Scene

Meritocracy vs identity lineups

Scale balancing music notes against identity cards

The question that splits the NYC underground in half: should DJ lineups reflect the demographics of the scene, or should they reflect the quality of the music?

The meritocracy position

Personally, I am sick of lineups that pander to different identity groups. I do not think being a girl or being LGBT makes anyone have better taste than straight people, same with skin color and nationality. A DJ is either original or they are not. The curation always has to come first. That is a first principle before any other social factor.

We have a very long list of DJs who want to play, so we first need to consider what they can bring to the table besides music — because frankly a lot of DJs have a very similar sound. Factors include how they can help us grow our community. Marketing ability outweighs musical skill in the booking calculus. There are a million highly skilled bedroom DJs who will never see the light of day due to poor marketing. That is how the world works.

The identity position

The counter-argument is structural. If the pipeline that produces DJs is biased — if certain people get more mentorship, more bookings, more exposure because of who they know rather than what they play — then meritocracy is just a word for reproducing the existing power structure. The identity-based booking tries to correct for that pipeline bias.

I understand the argument. I do not agree with its implementation. Booking someone because they fill a demographic slot produces lineups with social agendas instead of musical cohesion. The audience can feel it. The dancefloor knows when a set was booked for optics rather than sound.

What we actually do

SLIST books based on three criteria, in order: Does their sound fit the event’s sonic arc? Can they bring people to the event? Have they been reliable in past bookings? Three bookings without drama and you are in the rotation. That is the whole system.

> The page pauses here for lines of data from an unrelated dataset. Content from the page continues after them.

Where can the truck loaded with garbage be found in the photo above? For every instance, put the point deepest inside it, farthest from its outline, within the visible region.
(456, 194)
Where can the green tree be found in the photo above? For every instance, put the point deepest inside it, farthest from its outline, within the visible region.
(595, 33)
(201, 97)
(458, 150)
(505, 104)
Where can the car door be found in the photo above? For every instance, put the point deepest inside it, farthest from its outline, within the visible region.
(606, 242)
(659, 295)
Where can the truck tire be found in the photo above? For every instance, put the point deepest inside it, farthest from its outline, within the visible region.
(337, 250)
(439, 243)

The result is lineups that happen to be diverse — because dark music attracts people from every background. Our gender ratios have been getting better than ever. Not because we mandated it, but because the community we built attracts women who feel safe and respected at our events. Three thousand guests processed across twenty-plus events with only two removal incidents. The curation works because the standards are musical, not political.

Judge by output, not identity. That is the position. It is internally consistent. It produces results. And it does not require anyone to pretend that demographic checkboxes make better dancefloors.